The Dutch author, brought up in Australia, now living in the highlands of Scotland, has published other best-sellers, such as The Fahrenheit Twins and the Whitbread-nominated Under the Skin, neither (none) of which is half as good (or as weighty) as this one. “When a book is big,” opines the jacket blurb (a quote from Alice Sebold’s review) “it had better be good.  This one is.  Dive in. Enjoy!” A sound recommendation, in my view.

A while before discovering the book (or the author) I caught a four-part BBC adaption on TV (2011) which was visually good and well-acted, but nowhere near as penetrating (character-wise) as the original, and thus with hindsight comparatively boring,  even melodramatic. The book is neither; anything but. But reading it,  I couldn’t (quite) shake off the aforeseen presentation,  especially the physical appearance of the main characters.  Whether this was a benefit or not,  I’m undecided. The jury is still out.

The heroine, Sugar, is hardly sweet or saccharine; a precocious nineteen-year-old prostitute in mid-Victorian London who (day)dreams (in detail) of butchering her clients instead of pandering to their odious demands.  More Lisbeth Salander (The Girl With the Dragon Tattoo) than Sonia (from Crime and Punishment). She eventually meets and inveigles her way into the affection of a wealthy middle-aged business man (a prominent manufacturer of soaps and perfumes) who becomes infatuated by her (her evident sophistication rather than any overt sexiness) and determines to ‘keep’ her all to himself, in the luxury she’s never had, but always had a hankering for. Her ‘sugar daddy’ in effect; someone (a man) she can easily outmanoeuvre when she needs to.

Increasingly, almost against her will, she becomes involved in his (immediate) family’s lives, especially his (beautiful but loony) young wife’s and their (neglected) daughter’s; their apparent salvation as they are also hers (seemingly).  The plot or storyline takes care of itself, with several sub-plots as well, but the narrative voice (the novel as a whole) is a matter of ‘Trust[worthiness]’ according to the author in an interview.

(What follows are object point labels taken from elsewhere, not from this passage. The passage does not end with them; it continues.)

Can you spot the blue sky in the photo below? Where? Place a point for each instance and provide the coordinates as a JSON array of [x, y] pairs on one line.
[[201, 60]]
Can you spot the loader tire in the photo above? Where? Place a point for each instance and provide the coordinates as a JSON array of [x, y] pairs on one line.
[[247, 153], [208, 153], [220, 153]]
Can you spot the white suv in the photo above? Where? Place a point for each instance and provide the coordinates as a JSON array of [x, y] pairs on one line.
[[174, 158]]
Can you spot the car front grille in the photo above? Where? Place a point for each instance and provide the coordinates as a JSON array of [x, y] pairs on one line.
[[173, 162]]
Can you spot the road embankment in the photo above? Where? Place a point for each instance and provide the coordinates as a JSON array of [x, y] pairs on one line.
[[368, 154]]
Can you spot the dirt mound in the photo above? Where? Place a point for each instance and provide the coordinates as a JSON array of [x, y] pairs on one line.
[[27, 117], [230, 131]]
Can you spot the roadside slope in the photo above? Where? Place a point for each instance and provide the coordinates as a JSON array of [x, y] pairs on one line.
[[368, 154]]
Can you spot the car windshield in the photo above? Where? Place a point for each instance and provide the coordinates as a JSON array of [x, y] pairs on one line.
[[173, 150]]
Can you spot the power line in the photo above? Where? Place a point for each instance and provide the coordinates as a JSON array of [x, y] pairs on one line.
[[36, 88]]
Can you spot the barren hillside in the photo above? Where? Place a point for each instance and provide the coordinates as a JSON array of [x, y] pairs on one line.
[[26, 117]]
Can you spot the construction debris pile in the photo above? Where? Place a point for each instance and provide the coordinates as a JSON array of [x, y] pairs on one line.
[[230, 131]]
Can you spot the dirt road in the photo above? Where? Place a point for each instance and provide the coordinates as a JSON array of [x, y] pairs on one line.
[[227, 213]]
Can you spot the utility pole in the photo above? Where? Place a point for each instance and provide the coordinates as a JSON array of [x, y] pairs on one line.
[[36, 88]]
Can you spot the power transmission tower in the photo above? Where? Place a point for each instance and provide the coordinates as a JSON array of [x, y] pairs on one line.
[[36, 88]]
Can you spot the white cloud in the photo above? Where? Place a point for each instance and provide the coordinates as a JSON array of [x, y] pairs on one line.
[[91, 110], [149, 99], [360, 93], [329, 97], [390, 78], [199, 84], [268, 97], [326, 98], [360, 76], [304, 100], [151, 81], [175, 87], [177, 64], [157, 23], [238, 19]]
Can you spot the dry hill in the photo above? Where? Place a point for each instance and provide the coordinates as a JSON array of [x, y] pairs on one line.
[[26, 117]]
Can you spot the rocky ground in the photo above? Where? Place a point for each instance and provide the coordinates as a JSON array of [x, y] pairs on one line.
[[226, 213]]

This (seductive) invitation to follow,  enter the (dark luridly-lit) passages, turn the next page, whatever the risk, is very beguiling (even irresistible, so attractive are the main characters, one way or another, especially the (increasingly heroic) heroine). 

If you like long works which leave you longing they were longer,  I suspect you may relish this one as much as I have.
Here is how it begins (the first paragraph):

‘Watch your step. Keep your wits about you; you will need them. This city that I am bringing you to is vast and intricate, and you have not been here before. You may imagine, from other stories you’ve read, that you know it well, but those stories flattered you, welcoming you as a friend, treating you as if you belonged. The truth is that you are an alien from another time and place altogether.’